This book gives you a clearer picture of what strategy actually is: a set of interconnected choices that help you gain the advantage in your situation. Mostly talks about companies, but can be applied to individuals.
Strategy is assessed as answers to the following five questions:
- What’s your winning aspiration? In other words, what is “winning” for you? Is it becoming a famous author in a certain subject or industry? Is it dominating a certain market? Is it winning a certain race or competition?
- Where will you play? What’s your playing space? Is it on Amazon, or through blog promotion? Is it in a specific niche, or a mass market? Is it through a national competition or local ones?
- How will you win? Will you win by getting a big publisher to publish your book, or will you self-publish and promote your book online? Will you build a new product that disrupts the market, or will you dramatically change your customer service?
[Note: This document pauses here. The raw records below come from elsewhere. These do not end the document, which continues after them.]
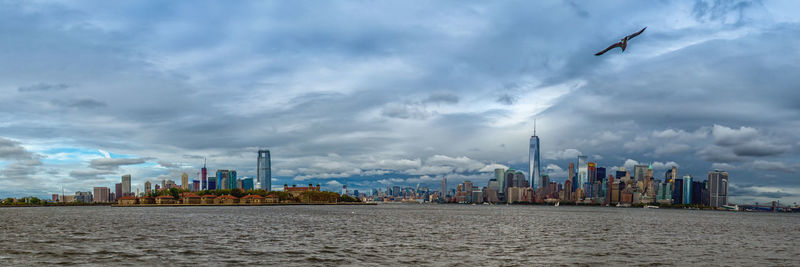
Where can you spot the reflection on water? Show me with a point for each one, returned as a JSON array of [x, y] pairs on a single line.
[[395, 234]]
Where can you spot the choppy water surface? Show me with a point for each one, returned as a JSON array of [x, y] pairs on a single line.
[[395, 235]]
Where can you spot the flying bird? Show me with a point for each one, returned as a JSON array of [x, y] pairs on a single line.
[[623, 43]]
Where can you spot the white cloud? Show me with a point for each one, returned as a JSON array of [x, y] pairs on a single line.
[[569, 153]]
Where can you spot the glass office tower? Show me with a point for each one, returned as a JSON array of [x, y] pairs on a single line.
[[264, 170]]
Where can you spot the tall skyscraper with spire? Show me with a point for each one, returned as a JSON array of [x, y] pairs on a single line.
[[204, 176], [533, 161], [264, 170]]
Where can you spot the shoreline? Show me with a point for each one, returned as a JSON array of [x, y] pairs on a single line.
[[245, 205]]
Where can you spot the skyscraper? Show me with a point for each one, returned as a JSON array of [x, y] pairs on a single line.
[[535, 179], [601, 173], [185, 181], [444, 187], [222, 179], [583, 172], [499, 175], [639, 172], [571, 177], [118, 190], [126, 185], [204, 176], [687, 189], [717, 188], [247, 184], [264, 170], [232, 179], [101, 194]]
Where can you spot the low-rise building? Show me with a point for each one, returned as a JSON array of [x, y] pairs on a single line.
[[251, 199], [162, 200], [296, 191], [147, 200], [190, 198], [127, 201], [271, 199], [207, 199], [227, 200]]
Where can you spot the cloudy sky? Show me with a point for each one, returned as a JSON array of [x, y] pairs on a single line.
[[372, 94]]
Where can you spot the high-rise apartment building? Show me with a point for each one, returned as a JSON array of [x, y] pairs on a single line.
[[534, 179], [126, 185], [718, 188], [264, 170]]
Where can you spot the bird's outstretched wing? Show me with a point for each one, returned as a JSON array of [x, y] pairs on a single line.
[[615, 45], [636, 33]]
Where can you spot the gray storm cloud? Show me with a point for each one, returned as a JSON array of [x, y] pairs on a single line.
[[343, 94]]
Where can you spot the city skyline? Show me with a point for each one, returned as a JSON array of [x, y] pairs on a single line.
[[340, 96]]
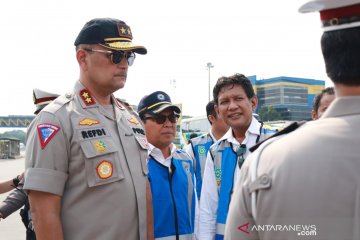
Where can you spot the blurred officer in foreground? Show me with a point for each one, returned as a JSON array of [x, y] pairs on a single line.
[[305, 185], [86, 154], [235, 100], [18, 198], [171, 173], [199, 146], [322, 102]]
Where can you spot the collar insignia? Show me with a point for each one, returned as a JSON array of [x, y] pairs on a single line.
[[104, 169], [86, 97]]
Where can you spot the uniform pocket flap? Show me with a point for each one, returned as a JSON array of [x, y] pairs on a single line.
[[98, 147]]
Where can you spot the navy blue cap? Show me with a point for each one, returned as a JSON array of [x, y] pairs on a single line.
[[155, 103], [110, 33]]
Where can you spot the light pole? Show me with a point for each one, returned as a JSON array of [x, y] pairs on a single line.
[[209, 65]]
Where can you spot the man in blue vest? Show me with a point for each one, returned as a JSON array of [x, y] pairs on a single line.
[[171, 173], [235, 100], [198, 147]]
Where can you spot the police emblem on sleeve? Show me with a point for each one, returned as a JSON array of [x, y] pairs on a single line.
[[46, 132], [104, 169]]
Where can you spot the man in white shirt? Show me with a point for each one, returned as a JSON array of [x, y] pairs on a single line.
[[171, 173], [235, 101]]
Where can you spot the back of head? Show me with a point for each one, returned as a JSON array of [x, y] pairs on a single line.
[[237, 79], [341, 38]]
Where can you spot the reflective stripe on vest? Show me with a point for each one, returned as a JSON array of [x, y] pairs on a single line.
[[200, 147], [173, 196], [181, 237], [225, 160], [220, 231]]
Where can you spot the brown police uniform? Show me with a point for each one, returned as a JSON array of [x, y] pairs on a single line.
[[96, 161], [308, 182]]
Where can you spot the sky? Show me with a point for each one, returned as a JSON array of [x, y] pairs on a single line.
[[258, 37]]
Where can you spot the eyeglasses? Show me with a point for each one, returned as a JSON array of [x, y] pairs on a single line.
[[240, 152], [160, 119], [116, 56]]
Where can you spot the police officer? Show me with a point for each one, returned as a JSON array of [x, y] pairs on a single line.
[[86, 155], [235, 101], [305, 185], [171, 173], [18, 197], [199, 146]]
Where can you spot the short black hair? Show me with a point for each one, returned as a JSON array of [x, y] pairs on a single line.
[[341, 51], [237, 79], [317, 98]]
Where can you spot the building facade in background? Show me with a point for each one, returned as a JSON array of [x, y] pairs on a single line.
[[291, 97]]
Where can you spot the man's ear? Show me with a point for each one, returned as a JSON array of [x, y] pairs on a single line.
[[254, 102], [81, 57]]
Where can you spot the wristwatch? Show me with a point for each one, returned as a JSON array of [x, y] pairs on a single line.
[[16, 181]]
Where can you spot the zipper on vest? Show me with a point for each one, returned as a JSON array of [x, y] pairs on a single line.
[[170, 172]]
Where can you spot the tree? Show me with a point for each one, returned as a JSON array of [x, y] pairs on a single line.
[[269, 113]]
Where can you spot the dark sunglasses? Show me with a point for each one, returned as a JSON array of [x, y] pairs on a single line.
[[160, 119], [240, 152], [116, 56]]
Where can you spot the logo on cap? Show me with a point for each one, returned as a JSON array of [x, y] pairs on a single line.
[[161, 97]]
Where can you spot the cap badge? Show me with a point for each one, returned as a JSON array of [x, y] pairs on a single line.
[[88, 122], [46, 132], [100, 146], [161, 97], [86, 97], [104, 169], [133, 121], [124, 31]]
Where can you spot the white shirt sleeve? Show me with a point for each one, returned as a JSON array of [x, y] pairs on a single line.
[[208, 202]]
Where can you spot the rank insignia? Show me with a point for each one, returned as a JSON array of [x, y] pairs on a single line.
[[104, 169], [133, 121], [88, 122], [86, 97], [46, 132], [100, 146], [201, 150]]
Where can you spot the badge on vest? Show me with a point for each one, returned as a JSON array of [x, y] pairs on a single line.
[[201, 150], [46, 132], [104, 169]]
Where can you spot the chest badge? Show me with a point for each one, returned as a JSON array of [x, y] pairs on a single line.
[[88, 122], [104, 169]]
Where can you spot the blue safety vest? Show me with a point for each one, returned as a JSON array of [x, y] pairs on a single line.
[[173, 197], [200, 146]]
- What capabilities do you have or need? By capabilities, the authors don’t simply mean all of your “skills” and “competencies.” They mean those skills and competencies that will help you stand out and position you for winning. If you’re a writer, it might be your particular style or your connections within a certain industry. If you’re a business, it might be your customer service or your team. If you’re in a race or competition, it might be your level of focus or your ability to think quickly.
- What systems do you need to build and maintain these capabilities? Is it a writing routine (e.g. 1,000 words a day)? Is it a product development process for generating and implementing ideas? Is it a workout routine?
According to the authors, answering these questions is not just a once-and-done thing. It’s an iterative process, meaning that you will have to go through the process of asking and answering over and over again until you win. But every time you do it, you’ll have a much stronger sense of how you can win.